June 27: Two months today since I reached Japan. How much for all the future thoughts and purposes have changed God only knows. I trust in his wise counsel. I cannot go a step alone.—I long for my letters from home which I hope this steamer will bring me. Raining again.

James Hepburn, author of Japanese-English dictionary, n.d. (Image ID: 2921)

[1] The Presbyterian Historical Society received the Thompson Papers in 2011, a collection that includes Mary Parke Thompson’s seven handwritten diaries. PHS volunteer Sue Althouse, herself a retired missionary to Japan, has been processing the Thompson Papers, and she has chosen excerpts from Mary’s diaries to share with readers. To see other excerpts, visit http://www.history.pcusa.org/about/blog and select the Mary Parke Thompson tag from the right hand menu. Posts will then be displayed in reverse chronological order.

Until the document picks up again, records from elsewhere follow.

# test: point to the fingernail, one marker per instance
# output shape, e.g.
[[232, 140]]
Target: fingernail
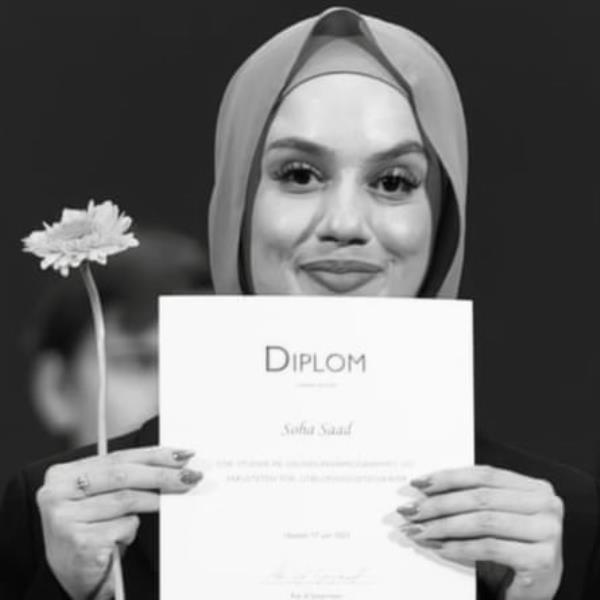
[[411, 530], [421, 483], [190, 477], [408, 510], [183, 455], [434, 544]]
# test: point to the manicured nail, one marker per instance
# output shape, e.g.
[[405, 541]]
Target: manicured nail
[[183, 455], [412, 530], [421, 483], [190, 477], [408, 510], [434, 544]]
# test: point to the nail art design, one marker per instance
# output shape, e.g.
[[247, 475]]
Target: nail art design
[[412, 530], [190, 477], [408, 510], [183, 455], [421, 483], [433, 544]]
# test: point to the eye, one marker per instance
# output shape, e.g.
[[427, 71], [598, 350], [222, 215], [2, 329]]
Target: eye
[[298, 176], [396, 181]]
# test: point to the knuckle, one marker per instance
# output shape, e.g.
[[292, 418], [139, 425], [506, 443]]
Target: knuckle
[[490, 550], [163, 478], [545, 558], [482, 497], [546, 486], [54, 472], [118, 476], [125, 500], [554, 529], [487, 520], [557, 506], [82, 543]]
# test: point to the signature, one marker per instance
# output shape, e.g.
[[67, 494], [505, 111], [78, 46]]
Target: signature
[[286, 574]]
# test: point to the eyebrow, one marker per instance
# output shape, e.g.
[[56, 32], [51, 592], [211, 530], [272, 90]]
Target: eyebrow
[[296, 143]]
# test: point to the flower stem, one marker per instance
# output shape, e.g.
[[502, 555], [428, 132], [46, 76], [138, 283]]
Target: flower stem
[[100, 330]]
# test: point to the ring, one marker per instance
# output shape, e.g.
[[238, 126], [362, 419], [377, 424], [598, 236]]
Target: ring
[[83, 484]]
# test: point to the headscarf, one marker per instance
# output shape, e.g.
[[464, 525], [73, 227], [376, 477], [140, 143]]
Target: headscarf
[[390, 53]]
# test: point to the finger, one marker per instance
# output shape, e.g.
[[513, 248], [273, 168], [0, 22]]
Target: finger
[[113, 506], [522, 557], [478, 476], [104, 478], [118, 531], [481, 524], [152, 456], [478, 499]]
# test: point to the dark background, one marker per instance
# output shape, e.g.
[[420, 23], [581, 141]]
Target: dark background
[[118, 100]]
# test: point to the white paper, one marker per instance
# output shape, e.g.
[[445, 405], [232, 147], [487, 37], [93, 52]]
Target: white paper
[[306, 458]]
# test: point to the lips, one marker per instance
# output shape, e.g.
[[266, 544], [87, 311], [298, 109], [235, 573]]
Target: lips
[[341, 276]]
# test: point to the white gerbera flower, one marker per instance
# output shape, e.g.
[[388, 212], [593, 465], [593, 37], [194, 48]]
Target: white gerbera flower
[[80, 235]]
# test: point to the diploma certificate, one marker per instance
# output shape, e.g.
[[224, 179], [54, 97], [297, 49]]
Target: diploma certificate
[[309, 416]]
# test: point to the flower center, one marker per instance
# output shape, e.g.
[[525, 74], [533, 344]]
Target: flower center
[[75, 230]]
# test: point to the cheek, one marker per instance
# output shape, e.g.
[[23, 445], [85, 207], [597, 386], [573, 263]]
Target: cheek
[[279, 224], [405, 231]]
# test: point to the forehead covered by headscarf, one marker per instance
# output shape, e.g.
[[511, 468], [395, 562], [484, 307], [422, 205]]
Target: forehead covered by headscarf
[[339, 40]]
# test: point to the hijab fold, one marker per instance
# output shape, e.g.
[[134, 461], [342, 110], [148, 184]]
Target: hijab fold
[[339, 40]]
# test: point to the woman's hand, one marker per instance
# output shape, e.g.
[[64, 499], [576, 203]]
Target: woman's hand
[[486, 514], [89, 505]]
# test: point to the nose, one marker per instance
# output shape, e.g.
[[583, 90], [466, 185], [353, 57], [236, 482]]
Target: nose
[[344, 216]]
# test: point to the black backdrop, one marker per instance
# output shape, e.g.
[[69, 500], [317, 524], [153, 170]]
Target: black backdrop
[[118, 100]]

[2] It would be hard to exaggerate how difficult the study of Japanese must have been in 1873. Even today, with lessons on tape and courses that introduce the structure of the language systematically, the study of Japanese is a tough uphill slog. As for study material available in 1873, we know that the first Japanese-English dictionary, complied by Dr. James Hepburn, the first Presbyterian missionary to Japan, had been printed in Shanghai in 1867. Mary also mentions a “phrase book” – hardly a systematic presentation of the language. And you need a teacher to imitate and who will correct mistakes. But most Japanese were afraid to teach foreigners for fear of being hauled off to prison, as some had been. For a woman, there was the added problem that she should learn women’s Japanese, but generally speaking, only daughters of the nobility and highest classes were educated, and such women could hardly become the teacher of a foreigner.

[3] Presbyterian missionary J. Rothesay Miller.

[4] Presbyterian missionaries Christopher and Julia Carrothers.